Je devais m’arrêter Midtown d’abord. C’était noir de monde, je me demandais vraiment qu’elle idée j’avais eu d’aller dans ce quartier envahi par les retardataires du cadeau, et surtout des tripotées de badots en goguette. Heureusement j’avais une escale à Chinatown ensuite, bien plus tranquille.
Et enfin Soho, étrangement calme. A l’exception de la boutique Pylones, qui n’avait rien à envier au corner chaussure Chanel du Bon Marché un premier jour de solde -pour ceux qui ne suivent pas: petit et bondé.

Ensuite je devais remonter dans l’Upper East Side pour acheter une baguette avec le moustachu. Merde, c’est Noël.

Donc là on se retrouve chez Lamazou, un épicier français. Entendons épicier au sens le plus classique du terme.

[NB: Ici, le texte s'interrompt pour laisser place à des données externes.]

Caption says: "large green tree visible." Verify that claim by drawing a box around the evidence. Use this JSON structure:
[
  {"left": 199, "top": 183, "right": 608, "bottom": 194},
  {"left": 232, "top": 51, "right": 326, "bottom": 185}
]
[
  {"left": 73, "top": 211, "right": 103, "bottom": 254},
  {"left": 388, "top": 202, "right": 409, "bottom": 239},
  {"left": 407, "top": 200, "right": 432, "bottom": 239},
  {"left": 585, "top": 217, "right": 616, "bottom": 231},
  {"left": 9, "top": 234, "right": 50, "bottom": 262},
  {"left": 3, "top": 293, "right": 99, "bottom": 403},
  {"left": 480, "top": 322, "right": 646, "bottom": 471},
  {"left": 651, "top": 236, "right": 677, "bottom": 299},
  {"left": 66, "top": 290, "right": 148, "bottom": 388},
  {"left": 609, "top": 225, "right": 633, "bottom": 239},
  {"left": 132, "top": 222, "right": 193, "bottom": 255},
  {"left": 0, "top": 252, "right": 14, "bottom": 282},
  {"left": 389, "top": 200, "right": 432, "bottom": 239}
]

Des pubs des années 80-90 qu’on ne voit que jaunies dans des magasins de hameaux microscopiques. Sincèrement charmant. Un choix de fromage plus qu’ honnête (du vrai Comté au Petit Basque). Et tout un tas de choses qui fleurent bon notre belle terre de France. En rayon, certains biscuits ont l’air d’avoir pris le bateau au départ d’Oran en 1962.

Lamazou est méditerranéen, dans la force de l’âge et il porte un cachemire jaune poussin et ses lunettes sur le bout de son nez. Très avenant.

Il nous demande des nouvelles de la France. Le moustachu, comme à chaque fois, a l’air de retenir son offusquement. J’ai toujours un peu envie de forcer le trait en répondant à cette question souvent bêtement posée; de dire qu’on en est revenu aux tickets de rationnement et que le taux de chômage est à 42%, sans parler des émeutes régulières et meurtrières qui éclatent dans nos banlieues ghettos racistes.

Nous nous contentons de répondre que tout va bien. Dans la foulée il nous demande si on pense que Chirac va etre ré-élu. On se regarde, éberlués. Il se reprend. On sourit tous les trois de l’évocation de Jacques. Ah Jacques!

© Jacques Pavlovsky/Sygma/Corbis/Jacques Pavlovsky

 

Sinon, voici mon déjeuner de Noël sur mon rooftop, désolée, #EmpireStateOfMind.

Noël, en expatrié a un côté à la fois décadent et incroyablement décontracté.